旅行の楽しみ方は人それぞれ
吾輩は、電気管理技術者の親方たちに飼われている猫の〝でんでん〟である。
「光陰矢のごとし」などと人は物知り顔で口にするが、猫の吾輩にとって、ぬくぬくとした安眠を邪魔する親方たちさえいなければ、時間はゆったり流れるものである。事実、親方たちが日本テクノグループの慰安旅行に行っていた間、吾輩は実にのんびりと悠久の時間の流れを感じながら、午睡を享受できた。
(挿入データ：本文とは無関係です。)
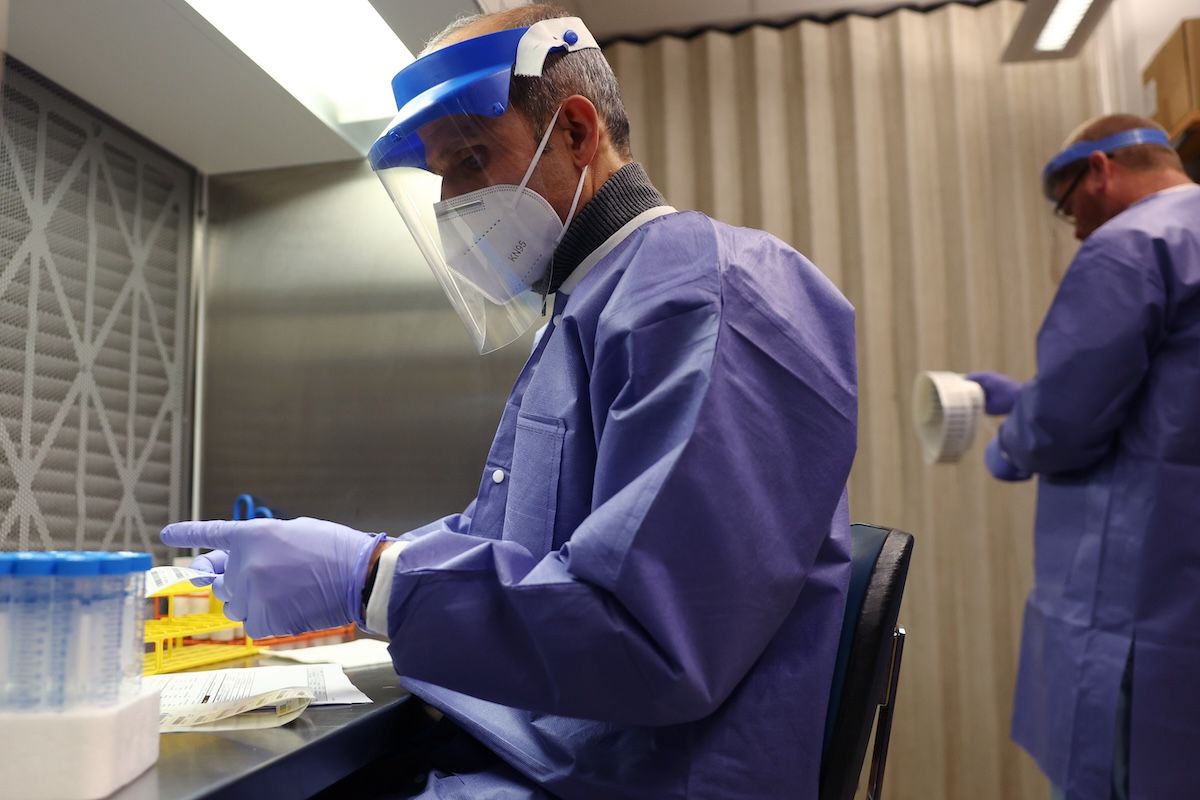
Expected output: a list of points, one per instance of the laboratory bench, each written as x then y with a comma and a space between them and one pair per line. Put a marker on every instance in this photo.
324, 745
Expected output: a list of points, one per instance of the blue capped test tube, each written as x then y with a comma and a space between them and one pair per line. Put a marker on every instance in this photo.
6, 560
31, 611
109, 606
133, 623
73, 629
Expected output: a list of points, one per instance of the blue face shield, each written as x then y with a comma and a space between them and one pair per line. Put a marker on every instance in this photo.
486, 234
1081, 150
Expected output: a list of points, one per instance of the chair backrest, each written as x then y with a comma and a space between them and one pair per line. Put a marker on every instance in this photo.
879, 567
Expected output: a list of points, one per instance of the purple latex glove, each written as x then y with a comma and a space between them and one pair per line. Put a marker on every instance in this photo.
1000, 391
999, 465
282, 576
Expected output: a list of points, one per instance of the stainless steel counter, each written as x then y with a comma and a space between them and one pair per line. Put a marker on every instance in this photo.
324, 745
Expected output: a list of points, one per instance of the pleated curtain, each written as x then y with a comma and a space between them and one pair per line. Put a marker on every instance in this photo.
904, 158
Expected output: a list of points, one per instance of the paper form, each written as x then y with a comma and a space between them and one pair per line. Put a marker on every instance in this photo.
258, 697
162, 577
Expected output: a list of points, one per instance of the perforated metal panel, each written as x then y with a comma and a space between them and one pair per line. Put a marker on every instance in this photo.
95, 245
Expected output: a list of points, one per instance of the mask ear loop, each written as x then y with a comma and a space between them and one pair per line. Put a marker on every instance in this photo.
570, 215
537, 154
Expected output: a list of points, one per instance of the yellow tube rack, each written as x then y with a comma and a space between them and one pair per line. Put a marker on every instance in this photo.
168, 635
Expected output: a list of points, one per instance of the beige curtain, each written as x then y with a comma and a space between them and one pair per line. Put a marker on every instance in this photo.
903, 158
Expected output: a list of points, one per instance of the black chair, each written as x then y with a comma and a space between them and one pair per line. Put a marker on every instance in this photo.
868, 666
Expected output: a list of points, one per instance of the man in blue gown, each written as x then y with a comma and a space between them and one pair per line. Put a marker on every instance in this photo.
1108, 699
645, 597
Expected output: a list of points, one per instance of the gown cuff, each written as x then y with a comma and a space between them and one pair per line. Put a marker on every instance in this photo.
381, 593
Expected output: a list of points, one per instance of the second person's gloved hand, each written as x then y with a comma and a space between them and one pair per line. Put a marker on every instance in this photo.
1000, 391
999, 465
282, 576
しかるに親方たちの旅行は4日間。つい先ほど出て行ったと思ったはずが、気がつけばもう戻っている。「あっ」という間である。「親方ども矢のごとし」である。
「中国は、香港を社会主義制度にせず、イギリスから返還されたときのまま資本主義制度の特別行政区として、一国二制度をとっているんだ」
「それを言うならマカオもそうさ。1999年にポルトガルから中国に返還されて、返還後50年はマカオに自治権がある一国二制度だ」
「マカオのGDPの約40%はカジノの売上で、政府歳入の約70%をギャンブルに頼っているって。それに観光産業も盛んで2005年の観光客は約1900万人っていうから、東京の人口が全部マカオに行っても足りない」
戻った早々、この喧噪。怒鳴り合いのような会話が続く。吾輩はようやく慣れてはきたが、知らぬ人が聞いたら、きっと仲裁に入るであろう。
それにしても旅行後の会話というのは、こんな内容がふさわしいのか。吸収したばかりの知識を投げ合うのが旅行後の楽しみなのか。猫の世界とは違う。いや一般的な人間の世界とも、きっと異なるのであろう。